Gilgandra House - 2021 BDAA National Design Award

New Dwelling - knockdown re-build

Builder: Memco building Constructions

Photographer: Rebecca Lu, Hilit Einav

Located in the high demand area of North Bondi, this modernist architecture-influenced design catches the eye with its dramatic cantilevered roof over a double storey entry void. The substantial brief for the Gilgandra House project was to create a high quality, sustainable, solid and comfortable new home.

The brief listed a two-storey home. The first floor has a master bedroom with an en-suite, study nook and a north facing private balcony. That floor level was to further include kids’ bedrooms, main bathroom, laundry with utility balcony, and a family room.

On the ground floor, the main living kitchen area was to open out to a spacious raised alfresco overlooking the garden and a swimming pool.
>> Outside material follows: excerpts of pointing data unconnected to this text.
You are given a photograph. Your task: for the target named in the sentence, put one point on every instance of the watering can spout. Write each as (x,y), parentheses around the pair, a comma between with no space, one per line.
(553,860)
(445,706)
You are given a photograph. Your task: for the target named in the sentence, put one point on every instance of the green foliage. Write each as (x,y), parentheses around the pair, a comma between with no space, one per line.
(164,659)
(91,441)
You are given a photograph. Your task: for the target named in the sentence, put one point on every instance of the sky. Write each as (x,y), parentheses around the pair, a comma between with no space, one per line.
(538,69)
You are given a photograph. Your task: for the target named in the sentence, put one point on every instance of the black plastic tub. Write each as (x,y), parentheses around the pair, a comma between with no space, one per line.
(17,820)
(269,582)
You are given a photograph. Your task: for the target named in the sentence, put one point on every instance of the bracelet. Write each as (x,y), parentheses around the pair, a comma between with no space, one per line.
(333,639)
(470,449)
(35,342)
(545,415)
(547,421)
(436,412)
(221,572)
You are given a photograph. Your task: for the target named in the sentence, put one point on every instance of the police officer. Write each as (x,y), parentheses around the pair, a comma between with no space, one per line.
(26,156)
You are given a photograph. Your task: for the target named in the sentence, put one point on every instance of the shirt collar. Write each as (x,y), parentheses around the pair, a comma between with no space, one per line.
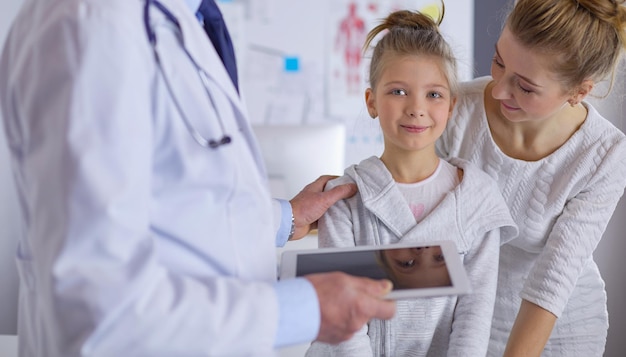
(193,5)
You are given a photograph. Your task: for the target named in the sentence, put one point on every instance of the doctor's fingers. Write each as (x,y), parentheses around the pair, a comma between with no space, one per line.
(347,303)
(312,202)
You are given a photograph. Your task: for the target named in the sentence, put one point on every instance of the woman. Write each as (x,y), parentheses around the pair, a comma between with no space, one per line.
(560,166)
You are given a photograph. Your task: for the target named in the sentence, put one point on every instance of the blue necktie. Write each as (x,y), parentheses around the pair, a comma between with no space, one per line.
(216,29)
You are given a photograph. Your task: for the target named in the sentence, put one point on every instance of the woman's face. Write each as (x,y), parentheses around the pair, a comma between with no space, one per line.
(524,86)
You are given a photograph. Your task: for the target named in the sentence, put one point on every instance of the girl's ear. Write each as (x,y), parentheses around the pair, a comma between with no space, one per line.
(370,103)
(452,104)
(580,92)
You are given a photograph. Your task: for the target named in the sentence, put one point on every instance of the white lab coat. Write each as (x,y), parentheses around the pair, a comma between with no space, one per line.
(139,242)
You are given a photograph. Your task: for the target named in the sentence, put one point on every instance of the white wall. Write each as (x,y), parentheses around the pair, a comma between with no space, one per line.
(9,228)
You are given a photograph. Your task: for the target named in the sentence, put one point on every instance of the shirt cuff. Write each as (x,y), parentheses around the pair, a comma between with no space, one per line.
(299,312)
(282,209)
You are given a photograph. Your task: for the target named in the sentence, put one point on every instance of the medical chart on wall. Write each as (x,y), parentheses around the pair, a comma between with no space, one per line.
(301,62)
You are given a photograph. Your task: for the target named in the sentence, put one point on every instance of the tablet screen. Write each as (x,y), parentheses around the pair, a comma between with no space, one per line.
(426,270)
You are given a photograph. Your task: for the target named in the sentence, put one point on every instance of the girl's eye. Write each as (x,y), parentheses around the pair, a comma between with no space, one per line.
(497,63)
(435,95)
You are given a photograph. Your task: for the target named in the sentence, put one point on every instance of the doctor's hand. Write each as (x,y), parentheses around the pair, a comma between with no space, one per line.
(312,202)
(347,303)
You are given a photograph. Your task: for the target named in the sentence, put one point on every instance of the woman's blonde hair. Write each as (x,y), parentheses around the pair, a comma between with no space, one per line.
(411,33)
(586,37)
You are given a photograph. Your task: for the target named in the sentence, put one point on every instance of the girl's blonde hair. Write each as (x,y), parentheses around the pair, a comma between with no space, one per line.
(411,33)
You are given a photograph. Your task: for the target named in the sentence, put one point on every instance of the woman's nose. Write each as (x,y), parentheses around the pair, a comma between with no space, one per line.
(500,90)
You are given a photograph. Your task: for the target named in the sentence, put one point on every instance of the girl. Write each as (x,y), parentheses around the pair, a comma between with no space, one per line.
(410,194)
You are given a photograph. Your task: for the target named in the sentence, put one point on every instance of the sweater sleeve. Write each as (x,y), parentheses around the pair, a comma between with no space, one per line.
(576,233)
(473,313)
(335,229)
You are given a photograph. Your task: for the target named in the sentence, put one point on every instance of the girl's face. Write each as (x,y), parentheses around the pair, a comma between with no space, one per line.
(413,102)
(524,87)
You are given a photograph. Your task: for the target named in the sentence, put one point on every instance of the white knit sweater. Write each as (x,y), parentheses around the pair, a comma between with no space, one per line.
(561,204)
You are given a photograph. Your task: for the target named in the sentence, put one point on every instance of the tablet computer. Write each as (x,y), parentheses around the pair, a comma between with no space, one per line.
(416,270)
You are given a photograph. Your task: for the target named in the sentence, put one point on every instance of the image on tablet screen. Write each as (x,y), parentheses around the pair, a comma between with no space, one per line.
(407,268)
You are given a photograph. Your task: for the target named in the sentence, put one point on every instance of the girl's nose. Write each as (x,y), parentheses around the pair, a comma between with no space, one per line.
(415,109)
A most important requirement was to allow a person standing in the kitchen to view the main entrance and the staircase. The ground floor level was to further include a double garage, guest room and a powder room with a shower.

The brief also included a low maintenance garden, suitable for a hard-working couple who wants to enjoy their weekends in a retreat-like home. Finally, the acoustics treatment of the interior was a key factor for the clients, as their previous experience built up the need to address the sound absorption and transfer within the residence. 

The design successfully achieved all these requirements and more. It created an open living lifestyle with well-defined spaces, each designated to its own function. Stepping down into the main ground level draws one into an implicit path that organically connects these different areas.  Continuing from the kitchen through corner stacking doors seamlessly transitions the indoors with the outdoors.

Moving outside under an opening louvered roof, a raised alfresco presents a perfect outdoor space all year round, while overlooking a swimming pool and a garden. On its two opposite sides the alfresco integrates a spa and a structural glass floor above the swimming pool; the water from both can therefore be easily viewed from the main open space.

To achieve a secure, sustainable and comfortable home, selected construction materials included Hebel blocks, concrete slabs and aluminum doors and windows. The doors were glazed with IntruderGuard™ glass, while windows with LowE glass. These windows were shielded with an external shutter system, both to increase security and to provide an additional thermal control over heat gains and losses.

The use of concrete slabs for the ground floor, first floor and the roof played an important part in shaping a solid and quiet home, thereby avoiding timber squeaks and rattles from the steel studs. By designing a perimeter parapet as the edge of a flat roof, all solar panels could be correctly angled and faced to the North without creating a visual disturbance to the neighbourhood and streetscape.